Hello, anyone know how to get flink-cdc or Flink S...
# troubleshooting
a
Hello, anyone know how to get flink-cdc or Flink SQL to propagate schema changes from mysql -> iceberg? I'm using mysql-cdc connector at the source, and iceberg connector at the sink. It's working great, except i can't figure out how to get schema changes propagated.
I actually followed the docs here to get it setup, but this isn't propagating schema changes: https://nightlies.apache.org/flink/flink-cdc-docs-master/docs/connectors/flink-sources/tutorials/build-real-time-data-lake-tutorial/
@Yuxia Not sure if you're the same person, but I noticed you actually wrote the original docs for this on Alibaba. https://www.alibabacloud.com/blog/flink-cdc-series-part-3-synchronize-mysql-database-and-table-shard-to-build-an-iceberg-real-time-database_598970
g
Schema changes can't be propagated via sql, because the tables are static.. this requires a datastream job wrapper to be developed.
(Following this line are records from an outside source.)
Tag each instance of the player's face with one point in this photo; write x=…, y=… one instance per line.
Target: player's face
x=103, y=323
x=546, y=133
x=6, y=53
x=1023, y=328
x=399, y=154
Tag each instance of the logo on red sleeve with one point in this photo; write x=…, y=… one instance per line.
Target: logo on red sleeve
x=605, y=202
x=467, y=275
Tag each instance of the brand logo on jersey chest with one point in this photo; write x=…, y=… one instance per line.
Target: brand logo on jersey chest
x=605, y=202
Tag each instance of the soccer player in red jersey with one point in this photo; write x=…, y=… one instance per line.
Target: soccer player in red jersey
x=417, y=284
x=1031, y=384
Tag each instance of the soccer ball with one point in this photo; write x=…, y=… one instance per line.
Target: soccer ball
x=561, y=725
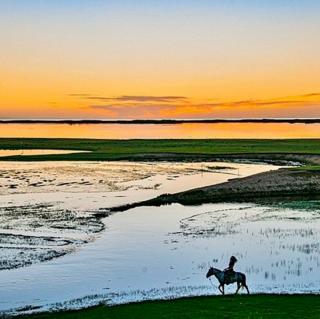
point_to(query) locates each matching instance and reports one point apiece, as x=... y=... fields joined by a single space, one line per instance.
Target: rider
x=229 y=270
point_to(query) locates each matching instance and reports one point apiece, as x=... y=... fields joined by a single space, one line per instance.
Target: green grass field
x=235 y=307
x=126 y=149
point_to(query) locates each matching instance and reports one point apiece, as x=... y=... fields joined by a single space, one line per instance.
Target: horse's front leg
x=238 y=287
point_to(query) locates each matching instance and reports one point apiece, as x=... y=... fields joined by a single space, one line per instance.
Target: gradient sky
x=159 y=59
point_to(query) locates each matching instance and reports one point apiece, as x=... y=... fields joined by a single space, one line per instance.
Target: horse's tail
x=244 y=280
x=244 y=283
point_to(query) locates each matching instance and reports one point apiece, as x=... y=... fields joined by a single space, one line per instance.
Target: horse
x=224 y=279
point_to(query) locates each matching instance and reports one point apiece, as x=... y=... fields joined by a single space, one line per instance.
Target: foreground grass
x=236 y=307
x=126 y=149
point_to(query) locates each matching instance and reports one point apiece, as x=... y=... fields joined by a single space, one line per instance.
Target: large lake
x=153 y=131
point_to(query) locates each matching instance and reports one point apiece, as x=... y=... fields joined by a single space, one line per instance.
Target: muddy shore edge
x=289 y=183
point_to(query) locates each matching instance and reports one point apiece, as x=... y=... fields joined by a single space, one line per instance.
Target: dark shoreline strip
x=164 y=121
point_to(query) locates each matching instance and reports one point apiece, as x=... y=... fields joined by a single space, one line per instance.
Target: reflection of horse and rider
x=229 y=276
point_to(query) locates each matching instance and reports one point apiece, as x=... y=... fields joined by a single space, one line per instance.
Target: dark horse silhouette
x=227 y=279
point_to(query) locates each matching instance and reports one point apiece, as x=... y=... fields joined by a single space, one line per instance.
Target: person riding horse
x=229 y=272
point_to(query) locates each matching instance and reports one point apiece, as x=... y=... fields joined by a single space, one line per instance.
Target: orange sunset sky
x=159 y=59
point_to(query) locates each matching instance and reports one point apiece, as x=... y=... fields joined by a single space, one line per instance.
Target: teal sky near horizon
x=159 y=59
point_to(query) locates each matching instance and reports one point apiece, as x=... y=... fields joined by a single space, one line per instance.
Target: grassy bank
x=236 y=307
x=158 y=149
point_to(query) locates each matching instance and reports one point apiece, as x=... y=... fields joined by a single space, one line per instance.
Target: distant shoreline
x=169 y=121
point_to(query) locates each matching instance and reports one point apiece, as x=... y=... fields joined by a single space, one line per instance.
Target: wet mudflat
x=147 y=252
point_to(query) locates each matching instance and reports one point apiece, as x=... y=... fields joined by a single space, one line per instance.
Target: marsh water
x=60 y=247
x=156 y=131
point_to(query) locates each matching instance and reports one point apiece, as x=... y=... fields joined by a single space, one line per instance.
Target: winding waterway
x=146 y=252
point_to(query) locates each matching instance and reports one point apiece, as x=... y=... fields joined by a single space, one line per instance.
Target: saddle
x=229 y=276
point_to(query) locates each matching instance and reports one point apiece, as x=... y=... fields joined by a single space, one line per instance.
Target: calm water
x=120 y=131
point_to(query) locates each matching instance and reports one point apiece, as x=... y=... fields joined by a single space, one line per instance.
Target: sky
x=99 y=59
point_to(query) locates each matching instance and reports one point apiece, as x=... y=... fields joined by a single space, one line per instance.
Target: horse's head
x=212 y=271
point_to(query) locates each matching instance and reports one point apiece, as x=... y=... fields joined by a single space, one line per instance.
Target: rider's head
x=233 y=259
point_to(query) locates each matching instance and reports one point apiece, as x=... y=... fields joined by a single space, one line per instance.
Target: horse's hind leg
x=245 y=286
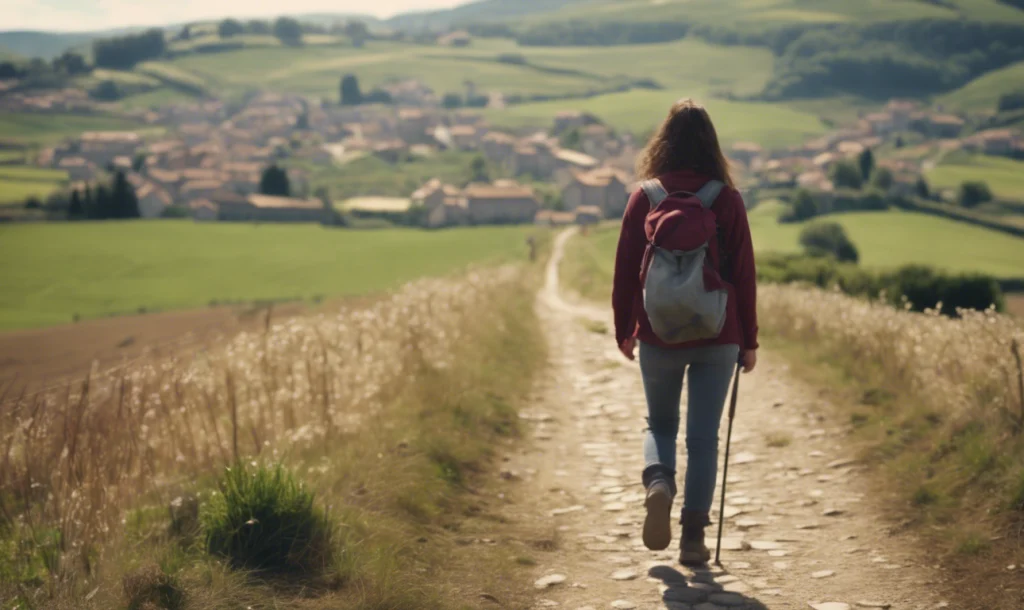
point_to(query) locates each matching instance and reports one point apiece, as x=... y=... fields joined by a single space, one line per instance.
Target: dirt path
x=801 y=528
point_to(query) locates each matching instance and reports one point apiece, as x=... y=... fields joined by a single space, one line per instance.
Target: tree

An Iceberg sink is not supported in Flink CDC atm and the following should be the supported ones (i believe the iceberg sink itself doesn't support dynamic schema changes though)
gratitude thank you 1
a
Thank you @Giannis Polyzos, really appreciate the response here. I'll look into developing a datastream job wrapper. We're exploring multiple approaches using Flink for CDC replay from MySQL->Iceberg, or MySQL -> Kafka -> Iceberg (I'm an engineer here at Affirm). Flink-cdc with the SQL is so clean so I was really hoping to get it working.
We can grab the MySQL schema in the beginning of run-time. I wonder if there's a way to build the SQL "dynamically" right in the beginning, and force a "restart/fail" every time we see a schema change, since it's rare. But it feels like an ugly hack to me. 1. build flink sql dynamically with the schema 2. read from mysql with mysql-cdc connector 3. have a filter step before inserting into iceberg a. if ddl -> fail/restart the job back to step 1 b. if data change event -> move forward to step 4 4. insert into iceberg
Anyways, thanks for the confirmation here! I know you guys at Ververica are the experts here, so if you have any other advice on doing the MySQL -> Iceberg CDC replay, would be really appreciated.